Why exactly do we need a "Circular Linked List" (singly or doubly) data structure?
What problem does it solve that is evident with simple Linked Lists (singly or doubly)?
Why exactly do we need a "Circular Linked List" (singly or doubly) data structure?
What problem does it solve that is evident with simple Linked Lists (singly or doubly)?
A good example of an application where circular linked list should be used is a timesharing problem solved by the operating system.

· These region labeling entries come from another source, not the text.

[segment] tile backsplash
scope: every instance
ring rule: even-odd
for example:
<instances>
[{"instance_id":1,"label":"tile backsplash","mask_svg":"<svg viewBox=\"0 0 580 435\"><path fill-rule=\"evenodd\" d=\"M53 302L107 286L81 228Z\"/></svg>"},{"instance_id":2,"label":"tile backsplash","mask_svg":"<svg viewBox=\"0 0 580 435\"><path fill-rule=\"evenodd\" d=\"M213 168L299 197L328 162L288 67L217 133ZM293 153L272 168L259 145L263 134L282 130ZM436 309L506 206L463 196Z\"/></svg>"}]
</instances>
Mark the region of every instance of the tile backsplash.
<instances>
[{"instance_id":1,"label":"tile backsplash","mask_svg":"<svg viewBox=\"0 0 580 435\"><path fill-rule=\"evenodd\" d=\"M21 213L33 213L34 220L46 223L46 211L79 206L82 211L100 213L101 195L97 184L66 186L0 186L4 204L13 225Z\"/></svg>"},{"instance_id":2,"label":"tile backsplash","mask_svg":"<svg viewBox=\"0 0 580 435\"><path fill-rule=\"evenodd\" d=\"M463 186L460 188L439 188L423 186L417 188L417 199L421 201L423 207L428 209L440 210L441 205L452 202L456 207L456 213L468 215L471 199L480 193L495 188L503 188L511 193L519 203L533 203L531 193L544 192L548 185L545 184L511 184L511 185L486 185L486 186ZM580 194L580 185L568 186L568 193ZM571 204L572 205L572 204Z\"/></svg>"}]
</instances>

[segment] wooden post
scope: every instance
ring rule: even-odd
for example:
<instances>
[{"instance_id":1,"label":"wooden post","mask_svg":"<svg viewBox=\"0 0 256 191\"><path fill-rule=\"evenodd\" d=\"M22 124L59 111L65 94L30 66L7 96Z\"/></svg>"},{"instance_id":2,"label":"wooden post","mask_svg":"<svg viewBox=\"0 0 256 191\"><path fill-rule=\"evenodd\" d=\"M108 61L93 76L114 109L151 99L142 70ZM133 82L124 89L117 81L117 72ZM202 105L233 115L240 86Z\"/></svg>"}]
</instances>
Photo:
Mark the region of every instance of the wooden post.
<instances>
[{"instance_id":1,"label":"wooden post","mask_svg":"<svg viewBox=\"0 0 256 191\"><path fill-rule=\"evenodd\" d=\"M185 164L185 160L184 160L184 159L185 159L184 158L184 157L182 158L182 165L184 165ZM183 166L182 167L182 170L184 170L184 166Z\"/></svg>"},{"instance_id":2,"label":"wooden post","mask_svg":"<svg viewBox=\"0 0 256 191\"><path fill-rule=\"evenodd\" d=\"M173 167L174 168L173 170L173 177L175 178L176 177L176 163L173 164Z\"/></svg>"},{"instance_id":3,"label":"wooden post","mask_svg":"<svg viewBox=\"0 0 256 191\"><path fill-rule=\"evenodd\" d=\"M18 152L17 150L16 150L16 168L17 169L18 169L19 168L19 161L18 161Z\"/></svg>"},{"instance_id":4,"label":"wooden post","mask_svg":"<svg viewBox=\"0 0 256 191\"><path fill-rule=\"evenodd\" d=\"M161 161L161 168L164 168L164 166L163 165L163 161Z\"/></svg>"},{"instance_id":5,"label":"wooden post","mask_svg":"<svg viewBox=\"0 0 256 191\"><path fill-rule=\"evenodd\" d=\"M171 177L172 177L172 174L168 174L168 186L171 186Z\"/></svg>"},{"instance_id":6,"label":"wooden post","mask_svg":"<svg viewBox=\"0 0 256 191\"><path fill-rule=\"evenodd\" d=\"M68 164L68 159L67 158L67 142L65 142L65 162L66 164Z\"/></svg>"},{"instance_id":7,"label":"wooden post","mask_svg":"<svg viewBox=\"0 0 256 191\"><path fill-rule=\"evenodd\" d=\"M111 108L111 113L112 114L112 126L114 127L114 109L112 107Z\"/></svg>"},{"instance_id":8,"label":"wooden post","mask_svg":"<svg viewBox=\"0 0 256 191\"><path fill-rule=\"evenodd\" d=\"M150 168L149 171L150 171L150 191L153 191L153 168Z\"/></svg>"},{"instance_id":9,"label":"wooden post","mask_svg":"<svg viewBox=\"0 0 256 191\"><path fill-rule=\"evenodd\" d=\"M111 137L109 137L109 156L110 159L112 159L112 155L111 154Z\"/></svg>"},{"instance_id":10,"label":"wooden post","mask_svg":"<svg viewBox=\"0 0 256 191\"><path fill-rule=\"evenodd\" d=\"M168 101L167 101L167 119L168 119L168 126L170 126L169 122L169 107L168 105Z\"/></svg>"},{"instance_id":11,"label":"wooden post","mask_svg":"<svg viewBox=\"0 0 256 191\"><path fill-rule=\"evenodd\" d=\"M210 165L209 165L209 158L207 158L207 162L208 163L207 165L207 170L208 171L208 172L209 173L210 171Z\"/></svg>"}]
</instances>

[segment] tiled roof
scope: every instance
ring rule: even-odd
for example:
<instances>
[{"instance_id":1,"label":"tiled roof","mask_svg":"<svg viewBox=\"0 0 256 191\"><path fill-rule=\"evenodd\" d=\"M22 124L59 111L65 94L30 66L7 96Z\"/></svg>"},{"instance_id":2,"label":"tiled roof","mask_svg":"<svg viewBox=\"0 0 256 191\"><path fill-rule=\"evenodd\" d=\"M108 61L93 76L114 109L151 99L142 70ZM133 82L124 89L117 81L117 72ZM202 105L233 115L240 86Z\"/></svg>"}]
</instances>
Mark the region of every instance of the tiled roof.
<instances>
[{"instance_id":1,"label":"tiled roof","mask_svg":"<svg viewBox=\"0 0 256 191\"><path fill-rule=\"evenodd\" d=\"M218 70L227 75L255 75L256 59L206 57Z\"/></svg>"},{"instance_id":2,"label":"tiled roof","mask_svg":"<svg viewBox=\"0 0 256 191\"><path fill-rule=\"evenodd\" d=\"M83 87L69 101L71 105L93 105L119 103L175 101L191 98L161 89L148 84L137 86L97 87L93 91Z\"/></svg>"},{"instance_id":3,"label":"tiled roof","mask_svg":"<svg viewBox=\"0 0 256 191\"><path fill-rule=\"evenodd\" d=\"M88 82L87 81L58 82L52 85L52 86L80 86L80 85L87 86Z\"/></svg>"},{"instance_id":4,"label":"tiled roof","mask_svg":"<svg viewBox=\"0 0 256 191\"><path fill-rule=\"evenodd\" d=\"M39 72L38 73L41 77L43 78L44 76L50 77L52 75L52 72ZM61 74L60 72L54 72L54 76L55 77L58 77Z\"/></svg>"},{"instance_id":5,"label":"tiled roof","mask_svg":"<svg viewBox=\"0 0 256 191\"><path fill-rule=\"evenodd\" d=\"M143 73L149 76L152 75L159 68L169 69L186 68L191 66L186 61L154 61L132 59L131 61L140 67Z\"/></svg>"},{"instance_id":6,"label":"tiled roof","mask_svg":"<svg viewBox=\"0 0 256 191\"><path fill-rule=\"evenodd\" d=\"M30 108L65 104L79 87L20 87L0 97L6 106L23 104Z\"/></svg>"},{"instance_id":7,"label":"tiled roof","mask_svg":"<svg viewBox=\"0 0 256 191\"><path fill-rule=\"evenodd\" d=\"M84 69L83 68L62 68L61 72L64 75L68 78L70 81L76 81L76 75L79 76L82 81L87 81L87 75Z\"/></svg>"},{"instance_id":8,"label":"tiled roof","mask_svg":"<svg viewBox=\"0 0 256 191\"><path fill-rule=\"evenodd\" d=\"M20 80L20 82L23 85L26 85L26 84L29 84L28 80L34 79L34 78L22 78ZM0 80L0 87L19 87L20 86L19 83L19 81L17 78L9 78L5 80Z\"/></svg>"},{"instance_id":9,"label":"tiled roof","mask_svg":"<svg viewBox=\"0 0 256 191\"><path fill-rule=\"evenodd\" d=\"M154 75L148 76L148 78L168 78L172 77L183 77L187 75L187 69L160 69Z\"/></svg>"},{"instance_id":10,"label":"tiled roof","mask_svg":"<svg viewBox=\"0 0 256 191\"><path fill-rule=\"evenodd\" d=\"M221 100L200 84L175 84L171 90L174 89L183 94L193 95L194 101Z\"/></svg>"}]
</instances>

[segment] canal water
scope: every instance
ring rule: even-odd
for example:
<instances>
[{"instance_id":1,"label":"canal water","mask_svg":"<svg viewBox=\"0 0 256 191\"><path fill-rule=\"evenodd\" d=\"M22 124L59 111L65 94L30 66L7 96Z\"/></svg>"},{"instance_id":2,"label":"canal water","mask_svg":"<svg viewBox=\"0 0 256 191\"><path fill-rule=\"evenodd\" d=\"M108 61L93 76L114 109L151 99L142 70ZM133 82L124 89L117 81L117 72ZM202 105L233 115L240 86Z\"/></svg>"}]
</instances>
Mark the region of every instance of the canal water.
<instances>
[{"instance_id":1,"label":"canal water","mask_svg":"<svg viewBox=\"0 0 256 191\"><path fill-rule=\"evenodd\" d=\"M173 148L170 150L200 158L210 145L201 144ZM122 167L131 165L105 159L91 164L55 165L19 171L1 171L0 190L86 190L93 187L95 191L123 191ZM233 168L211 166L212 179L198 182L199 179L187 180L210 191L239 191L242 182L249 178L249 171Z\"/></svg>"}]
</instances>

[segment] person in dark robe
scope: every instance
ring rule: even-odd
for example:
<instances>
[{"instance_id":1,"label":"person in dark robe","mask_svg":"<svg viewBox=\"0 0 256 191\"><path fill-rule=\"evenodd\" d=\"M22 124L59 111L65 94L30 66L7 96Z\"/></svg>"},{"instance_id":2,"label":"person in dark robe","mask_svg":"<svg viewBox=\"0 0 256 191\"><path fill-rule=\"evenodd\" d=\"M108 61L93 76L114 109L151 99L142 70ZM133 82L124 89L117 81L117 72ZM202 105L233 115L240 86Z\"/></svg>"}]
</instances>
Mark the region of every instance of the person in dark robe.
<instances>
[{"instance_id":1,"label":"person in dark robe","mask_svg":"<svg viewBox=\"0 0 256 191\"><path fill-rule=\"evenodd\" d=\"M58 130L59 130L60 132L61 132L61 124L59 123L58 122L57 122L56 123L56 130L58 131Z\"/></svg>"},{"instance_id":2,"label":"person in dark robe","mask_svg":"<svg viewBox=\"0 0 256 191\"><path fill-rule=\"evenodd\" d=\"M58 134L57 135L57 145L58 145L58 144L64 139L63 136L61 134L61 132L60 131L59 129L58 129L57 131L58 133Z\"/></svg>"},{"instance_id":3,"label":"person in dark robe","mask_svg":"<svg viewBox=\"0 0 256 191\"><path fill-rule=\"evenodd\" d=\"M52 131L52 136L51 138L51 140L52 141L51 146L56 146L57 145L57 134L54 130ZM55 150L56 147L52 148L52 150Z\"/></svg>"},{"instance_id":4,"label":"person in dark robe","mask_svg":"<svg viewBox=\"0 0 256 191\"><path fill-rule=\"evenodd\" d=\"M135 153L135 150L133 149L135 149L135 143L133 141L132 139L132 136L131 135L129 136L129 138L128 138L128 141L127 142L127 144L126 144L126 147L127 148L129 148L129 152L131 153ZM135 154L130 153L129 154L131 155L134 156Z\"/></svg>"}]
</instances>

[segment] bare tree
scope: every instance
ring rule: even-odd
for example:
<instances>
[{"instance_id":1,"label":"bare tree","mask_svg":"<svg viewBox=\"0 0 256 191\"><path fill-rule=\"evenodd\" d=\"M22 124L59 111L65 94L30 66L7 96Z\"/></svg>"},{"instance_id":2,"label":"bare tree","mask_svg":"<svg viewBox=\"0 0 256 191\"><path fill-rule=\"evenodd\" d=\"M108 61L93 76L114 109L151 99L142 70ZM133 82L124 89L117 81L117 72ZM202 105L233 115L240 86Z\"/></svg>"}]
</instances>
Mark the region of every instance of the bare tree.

A circular linked list can be effectively used to create a queue (FIFO) or a deque (efficient insert and remove from front and back). See http://en.wikipedia.org/wiki/Linked_list#Circularly-linked_vs._linearly-linked
Circular linked lists are widely used in applications where tasks are to be repeated or in time sharing applications. Circular queue can keep a track of tasks which have been performed and which has to be performed,once the specific task is done it jumps to next one and when whole set of task is conpleted it again jumps to first task to complete the remaining job. In practical use : when you open multiple applications on your system the memory of those applications are saved in a circular fashion, you can observe this if u continuously press win+tab/alt+tab for switching applications. Also in multiplayer board games ,each player are assigned to node in the linked list and the rotation is performed
A circular list is simpler than a normal doubly-linked list. Append is just prepend and shift forward once, Pop back is just shift back once and pop front. By tying the two ends together, you get a double-ended list for the cost of just implementing the operations of a one-ended list.
We can use circularly linked list in resource pooling. If many users want to use a shared resource, we can allocate that resource using circularly linked list.
Applications
1) We can use circular linked list any application where the entries appear in a rotating manner.
2) Circular linked list is the basic idea of round robin scheduling algorithm.